Berrigan, like his brothers, is no stranger to jails. Though he has no intention of trespassing onto Fort Benning this weekend, he was arrested Oct. 5 while protesting in front of the USS Intrepid, now a floating museum docked on the Hudson River in New York.
"We stood in a circle near the gangplank to keep people from going aboard," he said. "The ship is a museum for war, nothing else. I don't want kids and families corrupted by that." A judge later dropped charges against the 29 arrested.
All six Berrigan boys -- Thomas, the eldest, and Philip, the youngest are dead -- learned from their parents in Syracuse, N.Y., to become advocates for the poor.
"My dad never turned away anyone who ever knocked on our door looking for a meal," Jerome Berrigan said. "That carried over to his sons."
From the Depression through the Second World War to the civil rights movement, the Berrigans raised their voices. Daniel and Philip were part of the Catonsville 9 during the Vietnam era. They broke into a Maryland Selective Service office, burned all draft records and were promptly arrested. Their fame grew from there. First a play, then a film starring Gregory Peck, were made from the Catonsville protest.
Philip Berrigan, who spent a total of 11 years in prisons for his protests, wanted to end the proliferation of nuclear weapons after the Vietnam War ended.
Daniel Berrigan still lives in New York, but did not accompany his brother South this week.

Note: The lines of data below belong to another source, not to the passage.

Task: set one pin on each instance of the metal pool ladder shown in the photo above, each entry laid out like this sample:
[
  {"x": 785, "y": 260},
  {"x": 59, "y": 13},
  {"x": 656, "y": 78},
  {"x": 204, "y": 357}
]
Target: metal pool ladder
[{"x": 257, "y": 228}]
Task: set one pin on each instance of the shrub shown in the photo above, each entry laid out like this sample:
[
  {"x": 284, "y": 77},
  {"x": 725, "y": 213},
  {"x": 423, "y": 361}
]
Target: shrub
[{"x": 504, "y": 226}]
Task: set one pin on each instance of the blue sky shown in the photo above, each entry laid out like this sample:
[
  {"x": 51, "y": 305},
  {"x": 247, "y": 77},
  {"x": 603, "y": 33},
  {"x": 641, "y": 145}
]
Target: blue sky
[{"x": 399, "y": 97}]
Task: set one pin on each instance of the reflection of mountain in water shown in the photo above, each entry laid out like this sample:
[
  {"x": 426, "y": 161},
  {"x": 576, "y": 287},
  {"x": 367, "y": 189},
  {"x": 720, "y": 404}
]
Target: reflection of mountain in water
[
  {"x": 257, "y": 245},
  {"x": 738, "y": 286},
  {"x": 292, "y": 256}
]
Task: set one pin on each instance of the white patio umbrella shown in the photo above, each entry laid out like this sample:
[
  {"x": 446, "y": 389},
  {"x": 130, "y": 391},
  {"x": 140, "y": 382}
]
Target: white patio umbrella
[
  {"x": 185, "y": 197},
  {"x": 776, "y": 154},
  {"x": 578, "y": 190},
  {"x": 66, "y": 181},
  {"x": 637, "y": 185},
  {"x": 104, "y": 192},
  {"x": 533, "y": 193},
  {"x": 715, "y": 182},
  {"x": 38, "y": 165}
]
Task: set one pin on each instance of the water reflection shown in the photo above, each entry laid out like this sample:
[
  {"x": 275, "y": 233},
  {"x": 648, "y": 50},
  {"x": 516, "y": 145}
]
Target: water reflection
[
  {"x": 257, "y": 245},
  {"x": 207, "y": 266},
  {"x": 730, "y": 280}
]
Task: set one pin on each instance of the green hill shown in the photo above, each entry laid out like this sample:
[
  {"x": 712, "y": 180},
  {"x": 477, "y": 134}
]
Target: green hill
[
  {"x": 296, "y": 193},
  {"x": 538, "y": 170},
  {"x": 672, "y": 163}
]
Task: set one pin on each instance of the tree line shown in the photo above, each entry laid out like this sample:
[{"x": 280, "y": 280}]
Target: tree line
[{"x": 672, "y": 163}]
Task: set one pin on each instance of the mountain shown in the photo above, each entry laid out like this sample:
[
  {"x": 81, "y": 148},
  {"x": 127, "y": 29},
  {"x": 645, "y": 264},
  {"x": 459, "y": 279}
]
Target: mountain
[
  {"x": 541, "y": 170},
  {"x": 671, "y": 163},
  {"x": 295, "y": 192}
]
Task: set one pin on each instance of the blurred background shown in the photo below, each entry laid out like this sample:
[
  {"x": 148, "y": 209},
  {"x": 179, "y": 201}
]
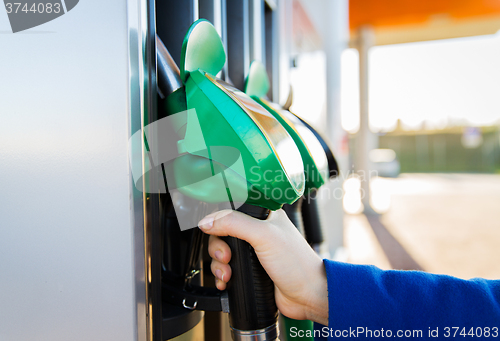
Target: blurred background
[{"x": 419, "y": 144}]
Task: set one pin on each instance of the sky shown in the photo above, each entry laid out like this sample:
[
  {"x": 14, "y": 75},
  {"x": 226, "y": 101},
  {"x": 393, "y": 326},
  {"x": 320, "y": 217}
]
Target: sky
[{"x": 439, "y": 82}]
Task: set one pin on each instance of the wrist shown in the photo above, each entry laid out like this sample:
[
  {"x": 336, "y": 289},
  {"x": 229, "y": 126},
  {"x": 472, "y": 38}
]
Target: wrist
[{"x": 317, "y": 306}]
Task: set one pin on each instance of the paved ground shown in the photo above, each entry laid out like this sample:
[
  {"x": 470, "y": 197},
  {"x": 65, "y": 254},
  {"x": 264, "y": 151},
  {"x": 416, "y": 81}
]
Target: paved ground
[{"x": 441, "y": 223}]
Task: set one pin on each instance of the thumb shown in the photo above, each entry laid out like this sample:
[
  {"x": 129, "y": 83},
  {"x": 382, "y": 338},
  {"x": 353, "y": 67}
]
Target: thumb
[{"x": 234, "y": 224}]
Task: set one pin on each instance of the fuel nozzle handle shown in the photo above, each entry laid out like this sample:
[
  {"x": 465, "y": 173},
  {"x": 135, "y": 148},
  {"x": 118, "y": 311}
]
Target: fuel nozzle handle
[{"x": 253, "y": 312}]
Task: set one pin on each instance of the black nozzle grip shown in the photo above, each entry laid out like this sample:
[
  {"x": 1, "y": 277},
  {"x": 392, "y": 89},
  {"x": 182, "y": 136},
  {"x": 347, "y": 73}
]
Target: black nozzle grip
[{"x": 250, "y": 290}]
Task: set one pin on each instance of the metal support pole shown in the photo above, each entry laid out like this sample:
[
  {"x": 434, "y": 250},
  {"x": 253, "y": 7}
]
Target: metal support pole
[{"x": 365, "y": 139}]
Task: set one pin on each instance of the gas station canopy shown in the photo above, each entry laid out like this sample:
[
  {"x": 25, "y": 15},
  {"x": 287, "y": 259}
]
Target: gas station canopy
[{"x": 404, "y": 21}]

"I really want to see what goes on here," said Jerome Berrigan, who walked with Martin Luther King Jr. in Selma, then became a vocal protester of the Vietnam War. "I won't ask to speak. Others can clearly do that. But I'll listen. I'm concerned about this school and what it teaches."
A father of four, Berrigan doesn't see his children following his footsteps.
"They sympathize with the cause," he smiled. "But they're not ready to pick up signs just yet. Maybe when they're my age."